The first of these conventions is the filename. Whether I am writing in MacJournal or making a note in my notebook, I tend to label most private entries with their date and time. In MacJournal this looks like this: `2012-01-04-1357`. In my Moleskine notebook, every page has a day header and each entry has its own title. Diary entries are titled with the time they were begun. So a ‘date-time` file naming convention will work for those notes.

When I am reading, I write down two kinds of things: quotes and notes. Quotes are obvious, but notes can range from short questions to extended responses and brainstorming. Quotes are easily named using the Turabian author-date system which would produce a file name that looks like this: `Author-date-pagenumber(s)`. Such a scheme requires that a key be kept somewhere that decodes `author-date`s into bibliographic entries. What about notes? I think the easiest way to handle this is using `author-date-page-note`. In my own hand-written notes, I tend to handle page numbers to citations within parentheses and pages to notes with square brackets, but I don’t know that regex on filenames is how I want to handle this.

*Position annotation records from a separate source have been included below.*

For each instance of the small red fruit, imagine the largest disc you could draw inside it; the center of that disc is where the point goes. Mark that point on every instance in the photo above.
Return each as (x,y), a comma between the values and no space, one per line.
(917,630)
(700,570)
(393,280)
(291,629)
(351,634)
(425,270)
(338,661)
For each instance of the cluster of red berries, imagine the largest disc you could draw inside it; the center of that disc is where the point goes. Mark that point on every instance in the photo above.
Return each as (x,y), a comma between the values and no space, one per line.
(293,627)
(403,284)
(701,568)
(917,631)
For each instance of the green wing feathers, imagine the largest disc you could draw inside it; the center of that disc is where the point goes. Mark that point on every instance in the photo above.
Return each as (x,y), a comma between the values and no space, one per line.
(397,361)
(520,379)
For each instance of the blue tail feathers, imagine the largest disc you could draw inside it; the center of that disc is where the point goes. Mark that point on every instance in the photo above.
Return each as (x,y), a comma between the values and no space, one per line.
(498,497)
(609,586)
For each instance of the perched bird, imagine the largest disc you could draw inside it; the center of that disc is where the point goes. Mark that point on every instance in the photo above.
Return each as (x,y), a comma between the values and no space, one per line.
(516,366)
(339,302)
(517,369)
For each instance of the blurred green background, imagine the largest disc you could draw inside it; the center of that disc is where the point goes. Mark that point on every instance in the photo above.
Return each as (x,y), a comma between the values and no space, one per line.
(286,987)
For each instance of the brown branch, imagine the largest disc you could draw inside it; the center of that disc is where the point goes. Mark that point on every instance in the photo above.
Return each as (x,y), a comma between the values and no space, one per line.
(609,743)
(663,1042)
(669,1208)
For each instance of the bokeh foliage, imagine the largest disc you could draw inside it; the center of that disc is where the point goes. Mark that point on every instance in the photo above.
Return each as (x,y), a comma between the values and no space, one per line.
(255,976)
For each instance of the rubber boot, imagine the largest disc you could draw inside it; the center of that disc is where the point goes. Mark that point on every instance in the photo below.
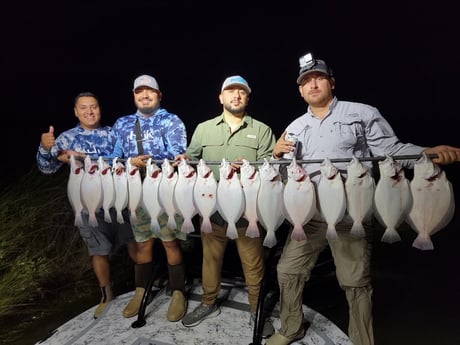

Filenames handle the basics of metadata, in some fashion, but obviously not a lot, and I am being a bit purposeful here in trying to avoid overly long filenames. For additional metadata, I think the best way to go is with Twitter-style “hashtags”. E.g., `#keyword`.

Where to put the tags, at the beginning like MultiMarkdown or AsciiDoc, or at the end where they don’t interfere with reading? I haven’t decided yet? I use MultiMarkdown, and PHPMarkdown, almost by default when writing in plain text. The current exception to this is that I am not separating paragraphs by an additional line feed, which is the basis for most Markdown variants. This is just something I am trying, because when I am writing prose with dialogue or prose with short paragraphs, the additional white space looks a bit nonsensical. The fact is, after years of being habituated to books, I am used to seeing paragraphs begin with an indent and no extra line spacing. It’s very tidy looking, and so I am playing with a script through which I pass my indented prose notes and which replaces the tab characters, `\t`, with a newline character, `\n`, before passing the text onto Markdown.

Now, this system is extremely limited: it doesn’t handle media. It doesn’t handle PDFs. It doesn’t handle a whole host of things, but that is also its essence. It’s a work in progress. I will let you know how it goes. Look for the collection of scripts to appear on GitHub on some point in the near future.